A PROPOSAL for the establishment of a Rapid Response Unit to deal with trauma cases in the school system has been made by university lecturer Dr. Claudette Crawford-Brown.

Dr. Brown's proposal anticipates that the unit would operate out of the Ministry of Education and would be staffed by counsellors and psychologists.

The lecturer in the Department of Sociology and Social Work at the University of the West Indies, made the suggestions at yesterday's opening session of the 36th annual conference of the Jamaica Teachers Association (JTA) at the Renaissance Jamaica Hotel in Ocho Rios.

"When you have a suicide in a school or when you have a child piercing another child's eye, that is something very traumatic in the school community and the poor teacher and the principal cannot cope with the seriousness of these issues," she told the roughly 300 delegates.

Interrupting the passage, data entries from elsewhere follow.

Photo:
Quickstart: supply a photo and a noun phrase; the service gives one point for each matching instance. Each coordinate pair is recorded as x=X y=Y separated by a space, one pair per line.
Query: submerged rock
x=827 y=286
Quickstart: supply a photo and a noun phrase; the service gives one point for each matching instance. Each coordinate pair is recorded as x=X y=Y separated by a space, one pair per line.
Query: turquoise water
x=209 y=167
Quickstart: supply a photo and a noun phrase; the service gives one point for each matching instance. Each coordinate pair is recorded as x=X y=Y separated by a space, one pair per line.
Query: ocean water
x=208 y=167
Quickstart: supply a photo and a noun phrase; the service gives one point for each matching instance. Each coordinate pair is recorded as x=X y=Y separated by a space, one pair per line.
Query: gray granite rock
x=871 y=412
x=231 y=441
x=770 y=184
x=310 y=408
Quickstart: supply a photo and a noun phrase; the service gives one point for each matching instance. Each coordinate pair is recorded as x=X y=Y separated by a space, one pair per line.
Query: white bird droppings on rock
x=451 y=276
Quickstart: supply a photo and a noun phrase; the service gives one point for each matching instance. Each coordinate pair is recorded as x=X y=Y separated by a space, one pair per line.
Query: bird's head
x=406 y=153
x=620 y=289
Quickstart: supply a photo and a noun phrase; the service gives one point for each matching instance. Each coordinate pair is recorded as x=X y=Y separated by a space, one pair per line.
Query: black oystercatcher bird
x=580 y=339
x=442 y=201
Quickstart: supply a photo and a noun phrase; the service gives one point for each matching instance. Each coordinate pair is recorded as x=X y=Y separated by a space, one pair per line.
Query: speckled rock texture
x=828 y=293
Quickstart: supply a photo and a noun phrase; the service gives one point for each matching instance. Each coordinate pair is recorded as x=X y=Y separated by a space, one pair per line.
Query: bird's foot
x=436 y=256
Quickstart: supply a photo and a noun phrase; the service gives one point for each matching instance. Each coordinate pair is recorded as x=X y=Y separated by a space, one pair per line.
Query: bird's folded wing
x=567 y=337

Dr. Brown's proposal, which is contained in a submission to the Ministry of Education, also includes a plan for the early detection of children who have emotional and psychological problems.

Under such a plan, she said, a team of social workers would be established to go to schools to assess problem students. From these assessments would come a determination of the best treatment for each child.

Speaking with The Gleaner later, Dr. Crawford-Brown welcomed the recent decision of the Ministry of Education to establish a rehabilitation and counselling centre for problem students as a way of curbing indiscipline and violence in the schools.

However, she argued that putting all problem students in one facility does not go far enough in dealing with the problem. She said different students have different problems and must be put in place to address their particular needs.

Meanwhile, Dr. Crawford-Brown challenged teachers to work more closely with persons from other disciplines to deal with the deterioration in levels of students' conduct in the schools.